Alcuni difetti di SPID sono stati visti da tutti, ad esempio, quando c’è stato il Click day si è notato che i sistemi non erano dimensionati per numeri elevati di accessi. Si tratta però di un problema di giovinezza che nel frattempo dovrebbe essere stato risolto, sia per i server finali della PA sia per i sistemi SPID stessi.
Una cosa sicuramente molto positiva è che il livello di sicurezza di SPID è migliore di tanti altri sistemi. Va ricordato infatti che SPID non è solo un sistema di autenticazione, quanto piuttosto un sistema di identità, ossia c’è la certezza che la persona che si autentica è proprio lei, una sicurezza in più garantita dallo stesso Stato italiano. Diventa molto più difficile organizzare truffe o sostituzioni di persona se si usa SPID. Il suo utilizzo è quindi molto utile, sia per l’autenticazione più forte, sia per la maggiore certezza sui dati personali associati a quelle credenziali di autenticazione, sulla validità legale della transazione abilitata.
Come noto SPID, il Sistema Pubblico italiano per la gestione dell’identità digitale, è stato disegnato in conformità al Regolamento eIDAS, regolamento europeo di interoperabilità delle identità digitali. Come si sta sviluppando la rete eIDAS?

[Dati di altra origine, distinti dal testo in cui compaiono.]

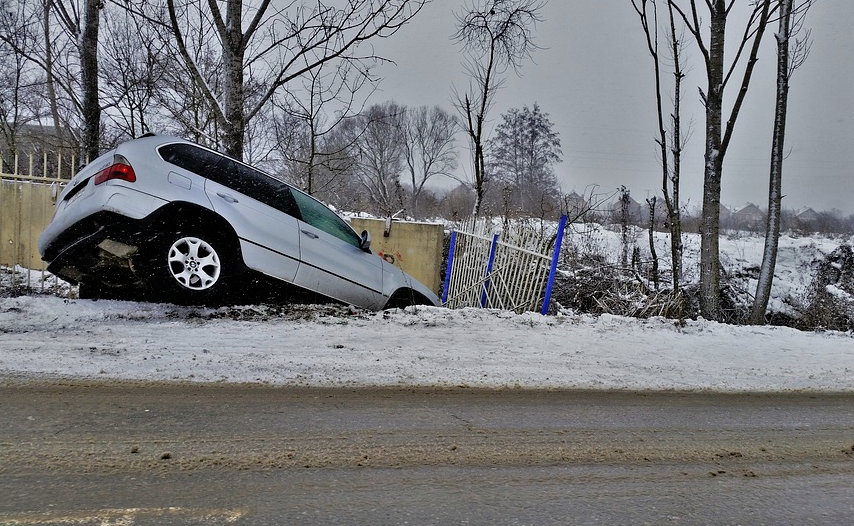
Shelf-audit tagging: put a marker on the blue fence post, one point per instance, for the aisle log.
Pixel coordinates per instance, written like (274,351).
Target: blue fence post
(450,266)
(488,270)
(553,269)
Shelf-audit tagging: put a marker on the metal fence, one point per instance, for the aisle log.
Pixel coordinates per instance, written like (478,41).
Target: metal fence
(29,187)
(514,273)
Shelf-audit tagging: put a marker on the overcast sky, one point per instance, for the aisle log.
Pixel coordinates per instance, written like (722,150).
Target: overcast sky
(593,77)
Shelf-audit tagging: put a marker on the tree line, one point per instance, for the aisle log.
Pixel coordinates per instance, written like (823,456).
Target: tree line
(284,85)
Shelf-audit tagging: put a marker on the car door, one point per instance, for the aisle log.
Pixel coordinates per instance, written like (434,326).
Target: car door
(332,261)
(262,212)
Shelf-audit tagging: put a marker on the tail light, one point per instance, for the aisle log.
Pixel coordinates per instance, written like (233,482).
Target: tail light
(120,169)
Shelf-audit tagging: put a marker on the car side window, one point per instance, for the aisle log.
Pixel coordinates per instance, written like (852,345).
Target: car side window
(189,157)
(317,215)
(257,185)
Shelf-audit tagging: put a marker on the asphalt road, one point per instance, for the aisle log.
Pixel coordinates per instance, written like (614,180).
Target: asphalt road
(133,454)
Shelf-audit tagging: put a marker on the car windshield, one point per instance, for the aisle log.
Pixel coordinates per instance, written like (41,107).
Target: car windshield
(318,215)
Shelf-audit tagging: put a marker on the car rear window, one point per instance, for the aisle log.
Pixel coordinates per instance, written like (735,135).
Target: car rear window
(189,157)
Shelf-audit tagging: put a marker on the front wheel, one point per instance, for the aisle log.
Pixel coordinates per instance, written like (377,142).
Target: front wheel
(190,267)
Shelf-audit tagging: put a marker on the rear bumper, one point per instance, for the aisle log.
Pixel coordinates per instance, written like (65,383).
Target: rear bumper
(98,244)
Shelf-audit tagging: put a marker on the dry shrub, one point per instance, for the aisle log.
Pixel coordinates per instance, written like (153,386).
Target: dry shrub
(830,300)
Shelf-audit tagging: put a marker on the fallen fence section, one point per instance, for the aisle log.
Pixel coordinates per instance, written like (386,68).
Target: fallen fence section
(514,273)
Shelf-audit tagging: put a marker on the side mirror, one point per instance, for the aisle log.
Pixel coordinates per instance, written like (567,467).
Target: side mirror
(365,243)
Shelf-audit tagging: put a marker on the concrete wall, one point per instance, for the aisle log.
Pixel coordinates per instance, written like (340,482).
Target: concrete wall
(416,248)
(26,208)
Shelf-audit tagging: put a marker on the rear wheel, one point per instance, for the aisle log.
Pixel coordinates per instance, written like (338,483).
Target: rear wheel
(403,298)
(190,267)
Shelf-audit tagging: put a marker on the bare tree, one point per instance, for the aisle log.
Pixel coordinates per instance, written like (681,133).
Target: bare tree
(18,81)
(496,35)
(670,145)
(307,122)
(791,53)
(719,73)
(428,148)
(132,75)
(522,154)
(277,45)
(68,57)
(378,144)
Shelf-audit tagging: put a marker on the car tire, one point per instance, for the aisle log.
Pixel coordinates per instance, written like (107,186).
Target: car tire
(189,266)
(403,298)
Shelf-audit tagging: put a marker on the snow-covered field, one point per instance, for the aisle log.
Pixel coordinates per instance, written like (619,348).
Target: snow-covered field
(50,337)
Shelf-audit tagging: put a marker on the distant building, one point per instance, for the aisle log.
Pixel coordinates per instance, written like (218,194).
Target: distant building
(750,217)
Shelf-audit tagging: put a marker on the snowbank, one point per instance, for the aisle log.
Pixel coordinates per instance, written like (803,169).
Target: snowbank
(48,337)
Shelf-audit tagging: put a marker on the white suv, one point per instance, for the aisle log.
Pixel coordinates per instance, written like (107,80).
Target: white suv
(166,218)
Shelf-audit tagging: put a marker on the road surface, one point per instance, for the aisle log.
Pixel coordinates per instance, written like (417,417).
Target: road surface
(142,453)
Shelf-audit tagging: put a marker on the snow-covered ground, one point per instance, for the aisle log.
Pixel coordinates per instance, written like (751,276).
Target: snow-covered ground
(48,337)
(45,336)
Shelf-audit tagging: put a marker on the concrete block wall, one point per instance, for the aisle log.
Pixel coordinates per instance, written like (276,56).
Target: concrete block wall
(416,248)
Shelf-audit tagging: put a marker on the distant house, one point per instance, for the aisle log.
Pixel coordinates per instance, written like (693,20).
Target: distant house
(805,219)
(575,204)
(807,216)
(635,213)
(750,217)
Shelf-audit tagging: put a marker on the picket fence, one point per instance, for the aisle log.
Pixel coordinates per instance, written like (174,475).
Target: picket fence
(510,270)
(29,187)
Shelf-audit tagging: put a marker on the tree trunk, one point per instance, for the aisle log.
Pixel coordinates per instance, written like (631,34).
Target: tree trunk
(89,77)
(674,213)
(772,227)
(232,58)
(710,272)
(51,84)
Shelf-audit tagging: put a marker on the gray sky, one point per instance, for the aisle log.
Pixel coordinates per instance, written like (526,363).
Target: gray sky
(594,79)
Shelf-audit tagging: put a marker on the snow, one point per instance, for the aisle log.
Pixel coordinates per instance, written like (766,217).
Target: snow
(47,337)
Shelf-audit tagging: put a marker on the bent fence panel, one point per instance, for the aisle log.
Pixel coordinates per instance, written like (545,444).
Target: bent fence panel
(486,271)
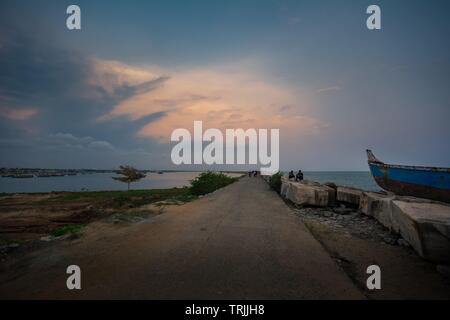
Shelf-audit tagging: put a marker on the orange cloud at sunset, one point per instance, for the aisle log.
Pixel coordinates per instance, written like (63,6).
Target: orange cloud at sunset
(231,96)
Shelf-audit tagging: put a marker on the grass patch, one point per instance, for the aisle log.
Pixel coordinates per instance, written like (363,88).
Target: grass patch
(71,229)
(208,182)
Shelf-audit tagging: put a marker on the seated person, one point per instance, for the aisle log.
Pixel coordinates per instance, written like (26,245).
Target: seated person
(299,176)
(291,175)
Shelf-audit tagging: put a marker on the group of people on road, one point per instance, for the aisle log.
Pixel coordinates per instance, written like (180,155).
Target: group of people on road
(253,173)
(297,177)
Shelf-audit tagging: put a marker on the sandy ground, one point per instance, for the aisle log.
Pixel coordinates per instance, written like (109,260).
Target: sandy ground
(241,242)
(356,241)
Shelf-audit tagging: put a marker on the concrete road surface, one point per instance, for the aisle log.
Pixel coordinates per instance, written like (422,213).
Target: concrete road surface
(241,242)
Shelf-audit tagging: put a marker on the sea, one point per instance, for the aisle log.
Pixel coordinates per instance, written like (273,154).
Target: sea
(103,181)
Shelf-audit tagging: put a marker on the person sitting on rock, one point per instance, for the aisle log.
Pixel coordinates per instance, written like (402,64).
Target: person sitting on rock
(291,175)
(299,176)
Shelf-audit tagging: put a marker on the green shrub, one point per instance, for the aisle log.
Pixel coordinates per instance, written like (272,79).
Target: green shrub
(275,181)
(208,182)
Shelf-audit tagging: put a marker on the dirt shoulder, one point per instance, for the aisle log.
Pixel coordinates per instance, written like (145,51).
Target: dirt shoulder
(356,241)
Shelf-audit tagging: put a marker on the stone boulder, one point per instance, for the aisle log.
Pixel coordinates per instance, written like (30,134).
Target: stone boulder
(378,205)
(426,227)
(310,194)
(285,185)
(348,195)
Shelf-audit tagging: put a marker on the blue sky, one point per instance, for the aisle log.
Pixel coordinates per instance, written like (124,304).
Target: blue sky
(110,93)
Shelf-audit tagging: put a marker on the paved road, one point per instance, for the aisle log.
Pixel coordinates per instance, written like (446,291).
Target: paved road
(241,242)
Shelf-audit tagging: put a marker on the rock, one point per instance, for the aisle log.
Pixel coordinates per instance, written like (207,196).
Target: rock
(343,210)
(444,270)
(403,243)
(348,195)
(331,185)
(377,205)
(425,226)
(309,193)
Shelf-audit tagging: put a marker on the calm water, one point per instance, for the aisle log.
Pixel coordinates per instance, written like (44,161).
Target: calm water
(357,179)
(95,182)
(104,181)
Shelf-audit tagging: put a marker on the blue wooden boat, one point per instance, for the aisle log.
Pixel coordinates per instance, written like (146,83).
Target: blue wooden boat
(422,182)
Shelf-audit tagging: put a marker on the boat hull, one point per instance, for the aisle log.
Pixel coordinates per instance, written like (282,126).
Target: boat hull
(413,181)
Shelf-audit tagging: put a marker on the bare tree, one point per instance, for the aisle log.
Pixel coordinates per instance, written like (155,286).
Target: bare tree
(129,174)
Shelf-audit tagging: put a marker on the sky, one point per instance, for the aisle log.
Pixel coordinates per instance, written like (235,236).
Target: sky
(112,93)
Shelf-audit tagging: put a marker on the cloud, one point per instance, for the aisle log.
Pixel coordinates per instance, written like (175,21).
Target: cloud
(17,114)
(69,140)
(293,21)
(328,89)
(224,96)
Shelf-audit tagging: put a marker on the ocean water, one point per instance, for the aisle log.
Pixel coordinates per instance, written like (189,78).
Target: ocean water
(356,179)
(95,182)
(104,181)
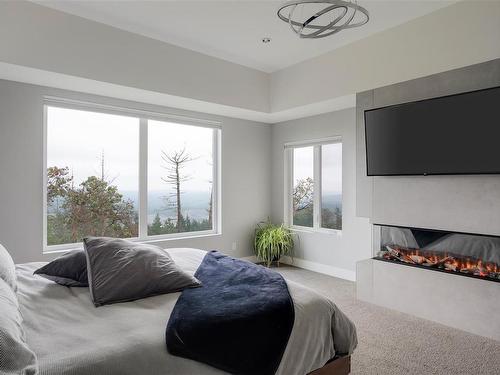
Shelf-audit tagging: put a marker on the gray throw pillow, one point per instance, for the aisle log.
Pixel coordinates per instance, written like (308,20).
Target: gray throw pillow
(7,269)
(120,270)
(15,355)
(69,269)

Quello che osservo in questo momento è che eIDAS sta evolvendo molto bene: partecipando al gruppo di lavoro che ha dato origine a eIDAS, vedo arrivare tante richieste (molte collegate proprio al lockdown) di cittadini italiani che devono accedere a PA estere con lo SPID (perché magari sono residenti temporaneamente all’estero), o anche cittadini esteri che hanno bisogno di collegarsi, con la loro identità digitale estera, alla PA italiana (avendo magari lavorato in Italia, o avendo una filiale italiana, o altro). eIDAS permette di fare tutto questo, e in particolare lo SPID, il nostro sistema di identità digitale, è già pienamente parte di questa rete europea, quindi abilita questi accessi e risulta collegato agli altri sistemi nazionali.
La tabella successiva, presente sul sito AGID, mostra lo stato dei nodi eIDAS, con tutti i Paesi della UE, a seconda che siano un Receiving Country (un Paese ricevente, che accetta lo SPID), oppure un Sending Country, che invia, per cui i suoi cittadini possono accedere ai servizi italiani. Le prime colonne mostrano il test di qualità, le seconde invece il fatto che il sistema sia già in produzione. Ad esempio, guardando la tabella si vede che l’Austria accetta già oggi lo SPID, ma non ha ancora attivato il suo sistema per far usare credenziali austriache sul sistema italiano. Per il Belgio invece è tutto completato.
Fonte: AGID, eIDAS node Status
Cosa servirebbe per aumentare l’utilizzo di eIDAS?
Il sistema funziona, sono i fornitori di servizi che devono adeguarsi: ossia, chi oggi eroga servizi tramite SPID, facendo una piccola modifica, rende i suoi servizi accessibili tramite eIDAS e quindi potenzialmente fruibili da tutti i cittadini dell’Unione Europea. Per le PA questo passaggio è obbligatorio già oggi.
All’estero sono più avanti di noi?
In realtà no, l’Italia è tra i paesi messi meglio. La Francia è tra i più arretrati, per sua scelta, mentre Belgio, Austria, Spagna e Portogallo sono già molto avanzati.
Il risultato finale, quando questo percorso sarà completato, sarà che così come oggi si utilizzano carta d’identità o passaporto in qualunque paese europeo, anche l’identità elettronica nazionale potrà essere utilizzata per accedere a tutti servizi delle PA europee. Altro punto importante: eIDAS è l’analogo di SPID, per cui sarà obbligatorio per i servizi governativi. Per i servizi di privati invece è un’opzione. Sarebbe molto bello quindi se riuscissimo a unificarci tutti quanti, semplificherebbe moltissimo la vita al singolo cittadino, che non dovrebbe più utilizzare decine di sistemi diversi di autenticazione (ognuno con vari meccanismi per renderla più forte).
Oggi per quale motivo i privati non usano lo SPID per gestire le identità dei propri utenti?
Penso principalmente per un problema di prezzo: per i privati il costo è oggi diverso rispetto alle PA, ma questo aspetto andrebbe ripensato, perché è una priorità comune, anche dello Stato, che le identità siano forti, e che siano eliminate le truffe: sarebbe un investimento importante per un’infrastruttura digitale sicura a livello di intero Paese.